Cardiovascular disease (CVD) is the leading cause of morbidity and mortality in the US, accounting for an estimated one-third of all deaths and contributing to disability, poor quality of life, and increased health care spending. One strategy to reduce CVD incidence is to target prevalent and well-established clinical risk factors for CVD, such as hypertension. While the majority of work on CVD risk factors examines the role of individual predictors, scholars are increasingly recognizing the importance of social determinants of health risks, such as neighborhood environments. However, existing studies of neighborhood effects on CVD and its risk factors are dominated by analyses that use a single composite measure of neighborhood socioeconomic status. Furthermore, prior work has not fully tested the pathways by which neighborhood features may influence risk factors for CVD. The purpose of this study is to examine the associations between modifiable neighborhood characteristics (i.e., indicators of physical infrastructure, social environment, and disorder) and the CVD risk factor hypertension, with a focus on the potential mediating role of healthcare access, health behaviors, social support, and psychological distress.
We conducted a secondary analysis of quantitative data from two sources. First, wave 1 (2004-2009) of Healthy Aging in Neighborhoods of Diversity across the Life Span (HANDLS), an investigation by the National Institute on Aging’s Intramural Research Program of a socioeconomically diverse sample of African Americans and whites (ages 30-64 at baseline) in Baltimore, MD. Second, neighborhood indicators from various local, state, and federal agencies compiled by the Baltimore Neighborhood Indicators Alliance. We used structural equation modeling to examine the associations between neighborhood features and hypertension, which we defined as self-reported hypertension, self-reported pharmacologic treatment for hypertension, or average sitting systolic blood pressure (SBP) >140 mmHg, average sitting diastolic blood pressure (DBP) >90 mmHg.

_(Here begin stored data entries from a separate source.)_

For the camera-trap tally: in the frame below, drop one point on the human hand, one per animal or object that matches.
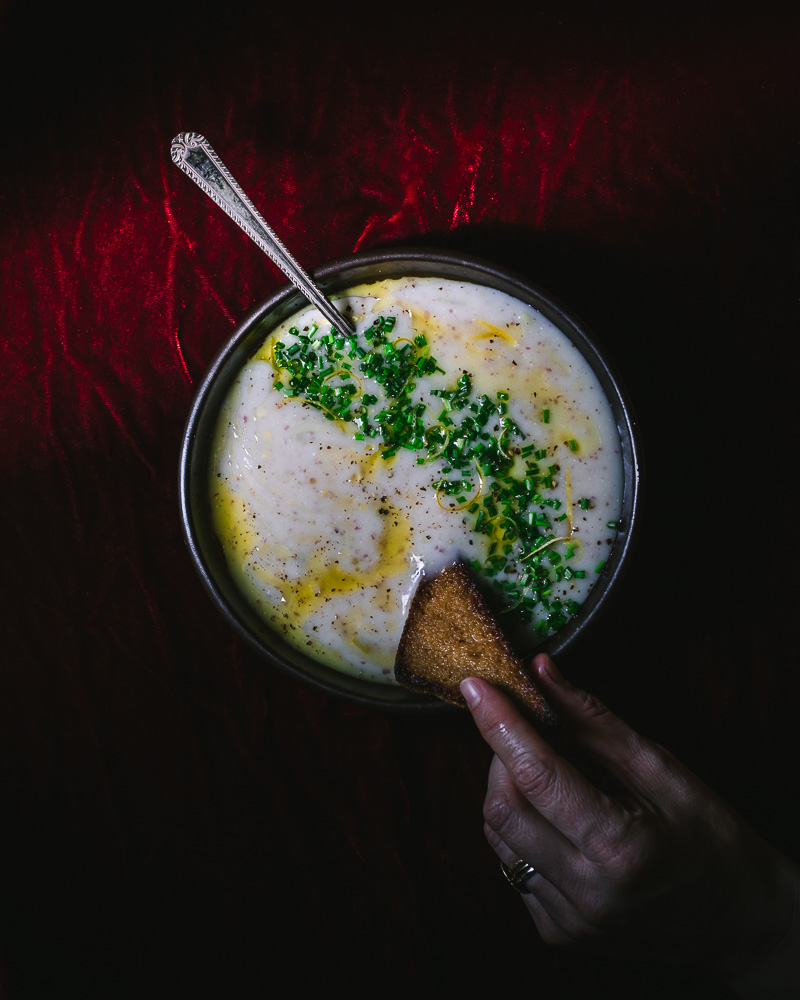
(633, 853)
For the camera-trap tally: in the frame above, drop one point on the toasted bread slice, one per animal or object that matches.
(450, 634)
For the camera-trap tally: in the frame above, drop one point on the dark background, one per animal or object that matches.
(179, 819)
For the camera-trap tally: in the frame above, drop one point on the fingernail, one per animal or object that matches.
(471, 691)
(549, 669)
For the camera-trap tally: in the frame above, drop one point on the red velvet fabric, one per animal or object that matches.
(177, 818)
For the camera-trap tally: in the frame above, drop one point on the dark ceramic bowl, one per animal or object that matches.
(333, 277)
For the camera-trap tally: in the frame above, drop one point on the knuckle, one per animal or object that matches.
(590, 706)
(535, 776)
(498, 812)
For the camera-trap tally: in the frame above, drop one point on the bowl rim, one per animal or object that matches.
(337, 275)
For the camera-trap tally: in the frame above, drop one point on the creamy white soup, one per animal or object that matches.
(459, 423)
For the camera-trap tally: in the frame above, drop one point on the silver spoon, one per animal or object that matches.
(197, 159)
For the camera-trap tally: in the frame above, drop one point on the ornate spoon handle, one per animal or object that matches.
(197, 159)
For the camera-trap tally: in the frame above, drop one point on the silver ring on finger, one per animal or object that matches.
(518, 874)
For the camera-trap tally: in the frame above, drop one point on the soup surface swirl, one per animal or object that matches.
(459, 424)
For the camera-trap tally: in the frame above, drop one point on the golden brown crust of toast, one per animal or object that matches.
(451, 634)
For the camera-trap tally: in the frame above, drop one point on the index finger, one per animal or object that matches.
(558, 791)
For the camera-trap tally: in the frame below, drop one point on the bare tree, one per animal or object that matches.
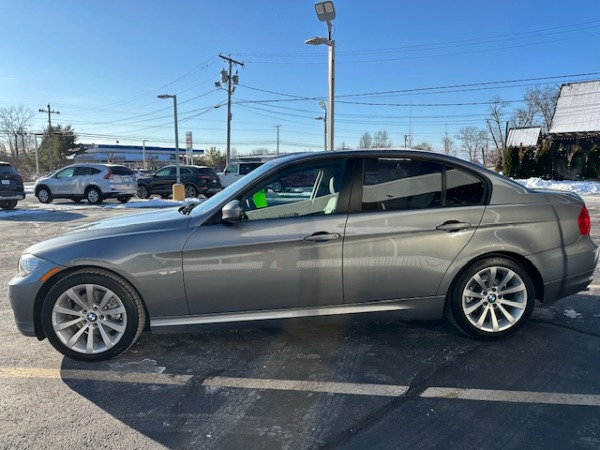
(496, 123)
(14, 122)
(449, 146)
(472, 140)
(543, 101)
(366, 141)
(381, 139)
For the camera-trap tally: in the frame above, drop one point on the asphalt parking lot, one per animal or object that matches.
(343, 383)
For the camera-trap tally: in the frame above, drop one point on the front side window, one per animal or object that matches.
(407, 184)
(309, 189)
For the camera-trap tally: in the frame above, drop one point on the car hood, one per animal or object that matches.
(148, 222)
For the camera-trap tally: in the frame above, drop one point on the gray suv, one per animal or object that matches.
(92, 182)
(11, 186)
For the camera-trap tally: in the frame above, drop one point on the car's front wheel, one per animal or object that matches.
(92, 315)
(93, 195)
(44, 195)
(143, 191)
(8, 204)
(492, 298)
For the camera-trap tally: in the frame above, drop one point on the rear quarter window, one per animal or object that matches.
(121, 170)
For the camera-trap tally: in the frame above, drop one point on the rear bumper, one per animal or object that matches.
(567, 271)
(10, 197)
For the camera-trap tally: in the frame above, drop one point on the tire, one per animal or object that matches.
(92, 315)
(44, 195)
(8, 204)
(492, 298)
(93, 195)
(191, 191)
(143, 191)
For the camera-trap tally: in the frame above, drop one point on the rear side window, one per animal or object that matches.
(7, 169)
(398, 184)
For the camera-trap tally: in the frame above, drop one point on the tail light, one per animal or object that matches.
(584, 221)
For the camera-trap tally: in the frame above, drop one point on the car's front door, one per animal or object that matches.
(416, 216)
(285, 253)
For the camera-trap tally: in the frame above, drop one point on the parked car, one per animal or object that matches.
(11, 186)
(92, 182)
(237, 169)
(197, 180)
(414, 234)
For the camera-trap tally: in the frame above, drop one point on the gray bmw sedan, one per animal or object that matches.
(421, 234)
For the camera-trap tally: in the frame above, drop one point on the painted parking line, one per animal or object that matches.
(491, 395)
(364, 389)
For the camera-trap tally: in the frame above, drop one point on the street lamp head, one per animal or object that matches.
(325, 11)
(318, 40)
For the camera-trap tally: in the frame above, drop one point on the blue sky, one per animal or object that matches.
(426, 68)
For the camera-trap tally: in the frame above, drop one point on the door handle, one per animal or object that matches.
(453, 225)
(322, 236)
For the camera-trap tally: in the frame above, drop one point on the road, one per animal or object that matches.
(335, 384)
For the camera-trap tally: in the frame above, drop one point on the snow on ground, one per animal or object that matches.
(579, 187)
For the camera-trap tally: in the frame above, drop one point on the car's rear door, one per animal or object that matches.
(413, 218)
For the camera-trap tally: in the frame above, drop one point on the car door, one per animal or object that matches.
(414, 217)
(286, 252)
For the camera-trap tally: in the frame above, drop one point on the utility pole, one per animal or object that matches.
(50, 112)
(278, 127)
(231, 81)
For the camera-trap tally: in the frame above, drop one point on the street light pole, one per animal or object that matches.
(326, 13)
(178, 193)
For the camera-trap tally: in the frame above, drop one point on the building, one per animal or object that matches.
(576, 120)
(524, 137)
(136, 156)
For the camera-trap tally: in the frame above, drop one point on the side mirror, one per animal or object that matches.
(232, 212)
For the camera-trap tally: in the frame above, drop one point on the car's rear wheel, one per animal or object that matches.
(492, 298)
(143, 191)
(44, 195)
(93, 195)
(8, 204)
(92, 315)
(191, 191)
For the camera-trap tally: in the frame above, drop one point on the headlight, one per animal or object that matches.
(28, 263)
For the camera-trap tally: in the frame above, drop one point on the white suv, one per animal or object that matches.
(93, 182)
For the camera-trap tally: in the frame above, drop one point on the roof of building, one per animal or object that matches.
(523, 137)
(577, 109)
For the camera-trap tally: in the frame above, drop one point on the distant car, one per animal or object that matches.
(92, 182)
(197, 180)
(415, 235)
(236, 170)
(11, 186)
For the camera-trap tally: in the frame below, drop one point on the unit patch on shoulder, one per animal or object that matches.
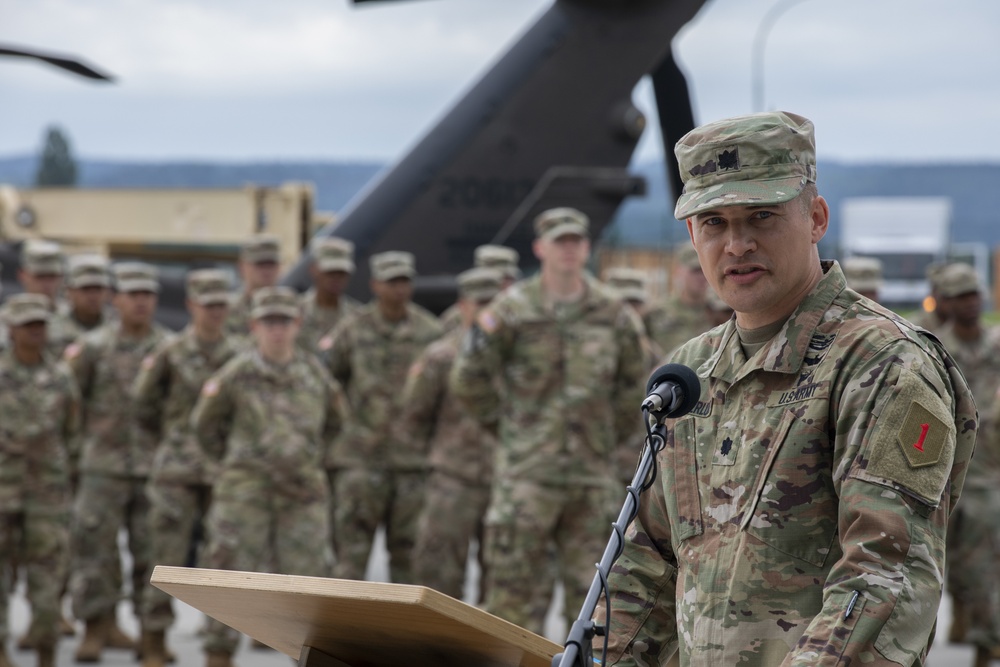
(922, 436)
(912, 443)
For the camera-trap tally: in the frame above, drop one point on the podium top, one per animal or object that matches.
(360, 623)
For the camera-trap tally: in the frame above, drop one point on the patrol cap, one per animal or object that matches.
(687, 256)
(480, 284)
(763, 158)
(261, 248)
(498, 257)
(208, 286)
(556, 222)
(136, 277)
(24, 308)
(277, 301)
(332, 254)
(42, 258)
(87, 271)
(393, 264)
(958, 279)
(864, 274)
(629, 283)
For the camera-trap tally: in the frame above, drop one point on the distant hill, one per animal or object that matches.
(646, 221)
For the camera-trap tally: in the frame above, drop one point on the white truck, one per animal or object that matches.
(906, 233)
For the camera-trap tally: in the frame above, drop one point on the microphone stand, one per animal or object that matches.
(577, 649)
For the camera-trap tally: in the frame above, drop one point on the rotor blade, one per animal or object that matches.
(68, 64)
(673, 106)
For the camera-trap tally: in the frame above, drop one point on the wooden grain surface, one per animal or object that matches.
(363, 624)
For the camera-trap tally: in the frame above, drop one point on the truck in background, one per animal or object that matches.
(907, 234)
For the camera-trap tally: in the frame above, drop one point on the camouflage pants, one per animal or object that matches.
(452, 515)
(974, 563)
(174, 511)
(38, 540)
(526, 526)
(250, 525)
(366, 498)
(104, 504)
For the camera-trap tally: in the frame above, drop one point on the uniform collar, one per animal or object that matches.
(787, 350)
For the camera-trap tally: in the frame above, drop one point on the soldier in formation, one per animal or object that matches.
(166, 390)
(114, 460)
(800, 513)
(556, 364)
(259, 267)
(973, 536)
(503, 259)
(325, 304)
(459, 450)
(265, 421)
(377, 474)
(39, 402)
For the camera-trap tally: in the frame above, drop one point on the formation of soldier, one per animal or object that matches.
(278, 432)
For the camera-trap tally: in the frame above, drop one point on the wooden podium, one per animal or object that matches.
(339, 623)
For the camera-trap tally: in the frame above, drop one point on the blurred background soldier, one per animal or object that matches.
(259, 267)
(934, 314)
(973, 533)
(375, 479)
(87, 286)
(114, 461)
(41, 271)
(179, 488)
(566, 353)
(498, 257)
(266, 419)
(460, 450)
(325, 304)
(864, 275)
(683, 316)
(39, 402)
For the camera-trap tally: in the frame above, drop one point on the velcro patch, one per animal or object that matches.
(913, 442)
(922, 436)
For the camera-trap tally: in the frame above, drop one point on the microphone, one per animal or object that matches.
(672, 391)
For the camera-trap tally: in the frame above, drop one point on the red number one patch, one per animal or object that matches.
(919, 444)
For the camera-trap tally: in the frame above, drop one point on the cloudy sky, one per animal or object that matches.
(884, 80)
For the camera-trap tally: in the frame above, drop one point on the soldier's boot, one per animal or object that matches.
(46, 655)
(219, 659)
(117, 637)
(959, 626)
(95, 637)
(153, 648)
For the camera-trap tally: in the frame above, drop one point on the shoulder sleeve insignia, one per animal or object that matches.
(912, 444)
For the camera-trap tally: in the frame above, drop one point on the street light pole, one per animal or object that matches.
(757, 53)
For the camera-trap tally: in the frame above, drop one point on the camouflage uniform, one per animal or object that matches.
(377, 476)
(84, 271)
(800, 510)
(973, 534)
(572, 378)
(461, 455)
(178, 491)
(40, 408)
(115, 461)
(267, 427)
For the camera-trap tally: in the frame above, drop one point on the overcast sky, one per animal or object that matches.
(884, 80)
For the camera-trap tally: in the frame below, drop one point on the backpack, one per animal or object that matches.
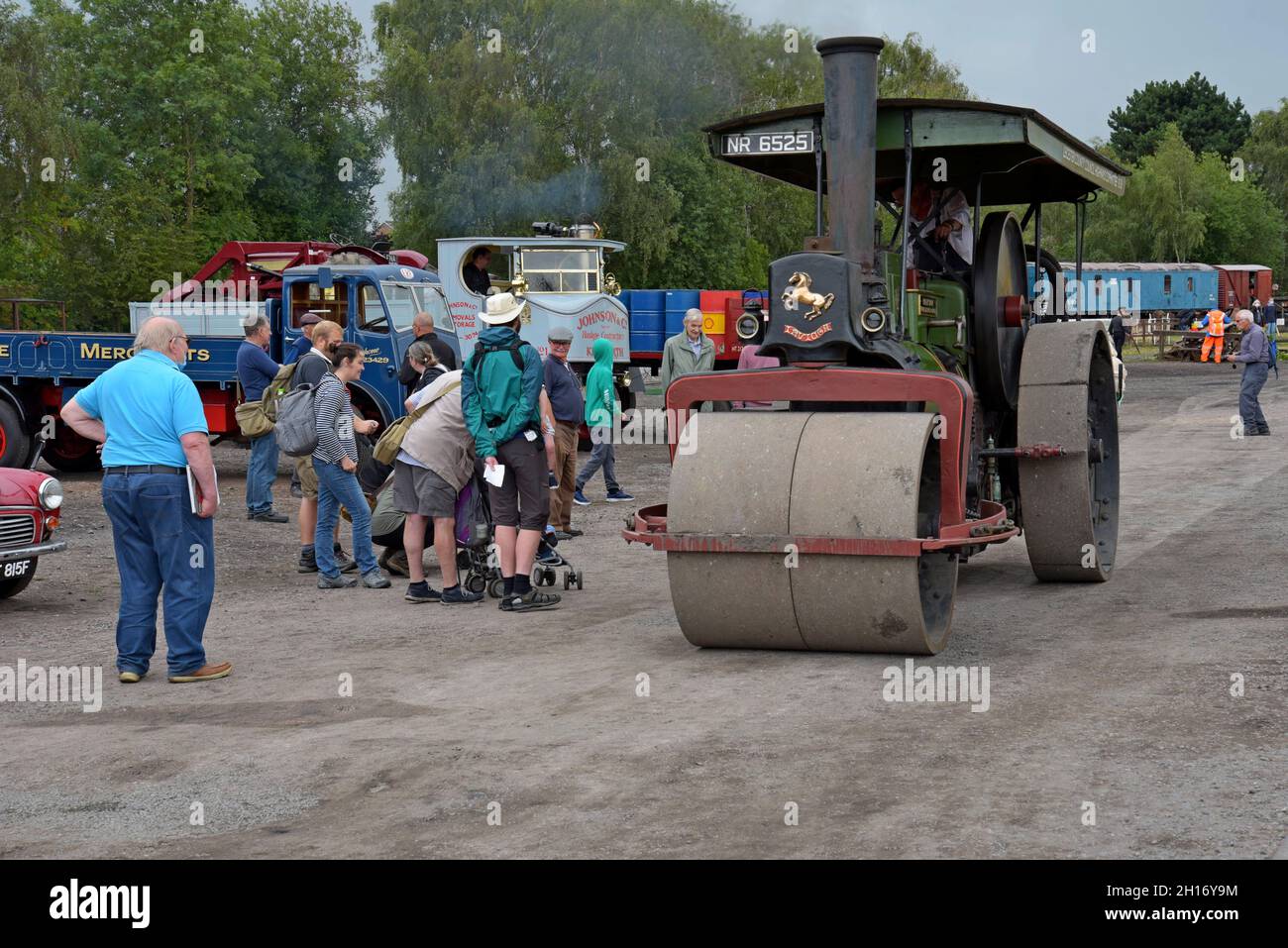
(472, 517)
(296, 423)
(482, 350)
(390, 442)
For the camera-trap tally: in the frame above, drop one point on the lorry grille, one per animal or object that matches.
(17, 530)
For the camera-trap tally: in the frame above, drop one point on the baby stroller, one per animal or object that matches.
(475, 558)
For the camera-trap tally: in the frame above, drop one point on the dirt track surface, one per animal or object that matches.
(1115, 694)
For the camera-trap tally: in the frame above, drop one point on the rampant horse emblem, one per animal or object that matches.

Preliminary analyses for hypertension produced adequate model fit (x2=6310, p<.001; CFI=.91; RMSEA=.02) with the full model. Findings indicate that direct associations of neighborhood characteristics, such as property crime rates (β=-.062) and businesses nearby (β=-0.085), are entirely mediated by psychological distress (β=0.11) and healthcare access (β=0.276).
Conclusions and Implications:
Documenting the combination of biopsychosocial and neighborhood factors that contribute to cardiovascular health is critical for evidence-based practices and policies. These preliminary results reveal pathways for potentially modifying urban neighborhoods to promote health. We will discuss implications particularly in terms of Baltimore City and other cities in the US that have experienced economic upheaval, deteriorating infrastructure, disrupted social cohesion, racial segregation, and unequal distribution of resources.